There seems to be some mass previously unknown outside the Kuiper Belt, but some scientists say it's not a planet -- it's just a second Kuiper Belt we didn't know about.
The announcement of a possible large ninth planet in our solar system way beyond Neptune last month caused a lot of excitement, needless to say. If confirmed, it may be similar to "super-Earth" type exoplanets which have been found to be plentiful around other stars, although none, that we knew of, around ours. At this point, however, it is still a well-presented theory. Now, there's another possibility which has been offered to explain the weird orbits of some of the small Kuiper Belt objects -- not a large planet, but rather a second Kuiper Belt consisting of many smaller objects instead.
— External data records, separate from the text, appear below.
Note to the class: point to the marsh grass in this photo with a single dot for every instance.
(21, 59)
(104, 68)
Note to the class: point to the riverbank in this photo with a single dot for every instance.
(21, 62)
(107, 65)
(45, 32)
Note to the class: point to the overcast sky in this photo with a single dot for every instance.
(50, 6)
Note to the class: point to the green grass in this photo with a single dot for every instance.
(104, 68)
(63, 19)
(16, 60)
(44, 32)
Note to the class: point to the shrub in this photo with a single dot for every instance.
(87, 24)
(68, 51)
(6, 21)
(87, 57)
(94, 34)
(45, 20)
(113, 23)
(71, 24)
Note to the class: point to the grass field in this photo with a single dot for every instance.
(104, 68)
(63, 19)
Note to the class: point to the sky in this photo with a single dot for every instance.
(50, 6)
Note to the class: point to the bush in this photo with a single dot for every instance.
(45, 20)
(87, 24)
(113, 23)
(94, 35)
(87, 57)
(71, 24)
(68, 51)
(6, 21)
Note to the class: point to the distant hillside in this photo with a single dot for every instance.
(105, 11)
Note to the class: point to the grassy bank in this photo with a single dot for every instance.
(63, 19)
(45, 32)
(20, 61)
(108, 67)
The new findings have been presented by researchers Ann-Marie Madigan and Michael McCourt at Harvard University, who suggest that Planet 9 may really be "a new Kuiper Belt that's far more massive than the current-day Kuiper Belt, at larger distances, and preferentially lifted off the plane of the major planets," as noted in New Universe Daily. The theory will be published soon in the Monthly Notices of the Royal Astronomical Society.
The hypothesis is similar to the ninth planet one in that it says that there must be more mass farther out in the Solar System to account for the odd orbits of some of the Kuiper Belt objects. But whether that mass is one larger planet or several, or more, smaller ones, isn’t known yet. The new theory says that multiple smaller objects, like those found in the known Kuiper Belt, are more likely than one larger planet.
That article is pretty good explaining things.
This is the paper that started the excitement: "Evidence for a Distant Giant Planet in the Solar System."
Well, I think the NY Post is right: The Sweet Meteor of Death is a little late, but it's coming.
Tanned, ready, and rested, the Sweet Meteor of Death is on its way.
A little Science! (TM) for you on this slow news day.